The Respondent’s grounds of opposition


  1. The Respondent’s opposition to the application for eviction is twofold.


  1. Firstly, that the purported termination of the agreement is “defective” and the billing has been disputed since 2019. With regard to the billing, on the Respondent’s own version, this was already resolved in June 2020. There is, therefore, no need to deal with this any further. With regard to the termination, the Respondent contended that the two letters, dated 31 May and 11 June 2021, demonstrate “the obvious flaw in the purported termination” and that neither of the two letters comply with the provisions of the Agreement. In essence, the Respondent disputed the Applicant’s entitlement to terminate the Agreement and the manner of termination.


  1. Secondly, the Respondent contended that the Applicant ought to have referred “the dispute” for alternative dispute resolution in terms of the Agreement.


  1. With regard to the termination, counsel for the Respondent submitted that by issuing a further notice of termination the Applicant abandoned its reliance on the first notice of termination. There is no merit whatsoever in this argument and it was not seriously persisted with (correctly so).


  1. With regard to referring the matter for alternative dispute resolution, it is necessary to quote clause 28.2 of the Agreement, which reads as follows:


“28.2 Should any disagreement arise between [the parties] arising out of or concerning this agreement or its termination, either party may give notice to the other to resolve such disagreement. Where such disagreement is not resolved within ten days of receipt of such notice it shall be deemed to be a dispute”. (My own underlying)


  1. In other words, either party may give notice to the other to resolve a disagreement.

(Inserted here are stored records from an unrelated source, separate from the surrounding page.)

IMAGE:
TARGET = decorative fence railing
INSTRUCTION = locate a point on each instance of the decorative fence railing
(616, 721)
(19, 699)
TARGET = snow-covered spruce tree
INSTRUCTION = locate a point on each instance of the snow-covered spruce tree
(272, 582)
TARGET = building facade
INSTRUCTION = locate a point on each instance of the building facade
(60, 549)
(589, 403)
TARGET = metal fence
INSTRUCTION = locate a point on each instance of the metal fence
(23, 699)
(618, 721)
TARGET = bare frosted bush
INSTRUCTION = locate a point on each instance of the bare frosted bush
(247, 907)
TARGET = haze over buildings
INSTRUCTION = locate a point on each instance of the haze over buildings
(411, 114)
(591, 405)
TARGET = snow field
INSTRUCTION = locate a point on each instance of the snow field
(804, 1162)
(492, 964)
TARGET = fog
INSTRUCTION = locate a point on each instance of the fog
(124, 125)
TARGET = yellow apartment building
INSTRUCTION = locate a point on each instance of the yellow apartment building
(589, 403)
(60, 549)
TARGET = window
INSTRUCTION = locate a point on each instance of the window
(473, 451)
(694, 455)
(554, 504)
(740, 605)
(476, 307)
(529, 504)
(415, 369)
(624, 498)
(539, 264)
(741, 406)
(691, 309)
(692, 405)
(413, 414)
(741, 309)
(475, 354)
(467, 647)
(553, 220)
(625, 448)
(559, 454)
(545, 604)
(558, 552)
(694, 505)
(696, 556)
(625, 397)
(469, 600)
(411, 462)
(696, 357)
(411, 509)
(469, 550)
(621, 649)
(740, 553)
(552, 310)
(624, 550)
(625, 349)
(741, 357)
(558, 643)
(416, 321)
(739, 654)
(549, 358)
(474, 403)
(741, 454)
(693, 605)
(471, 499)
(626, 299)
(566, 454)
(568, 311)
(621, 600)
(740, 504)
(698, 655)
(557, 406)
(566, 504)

  1. No such notice was given on behalf of the Respondent. When prompted, counsel for the Respondent did not persist with the argument in this regard.


  1. In addition to the aforementioned, it was readily conceded by counsel for the Respondent (again, correctly so) that by referring the matter for alternative dispute resolution would in any event not excuse the Respondent from paying rental.


  1. It is instructive to note that the Respondent, in its answering papers, referred to its “flawed and/or inaccurate approximation of the financial requirements as the reason for the funding for the project being depleted prior to the completion thereof, which resulted in [the Respondent’s] inability to honour the rental payment as and when it became due”.


  1. Without a doubt, the Respondent knew full well that it was not able to honour its rental obligations towards the Applicant, yet it persisted in opposing the Applicant’s application for eviction.


Legal framework and discussion


  1. The principle pacta sunt servanda (agreements, freely and voluntarily concluded, must be honoured) is still one of the cornerstones of the law of contract.


  1. In Beadica 231 CC and Others v Trustees, Oregon Trust and Others2 the Constitutional Court held that:3


“[83] The first is the principle that '(p)ublic policy demands that contracts freely and consciously entered into must be honoured'. This court has emphasised that the principle of pacta sunt servanda gives effect to the 'central constitutional values of freedom and dignity'. It has further recognised that in general public policy requires that contracting parties honour obligations that have been freely and voluntarily undertaken. Pacta sunt servanda is thus not a relic of our pre-constitutional common law. It continues to play a crucial role in the judicial control of contracts through the instrument of public policy, as it gives expression to central constitutional values.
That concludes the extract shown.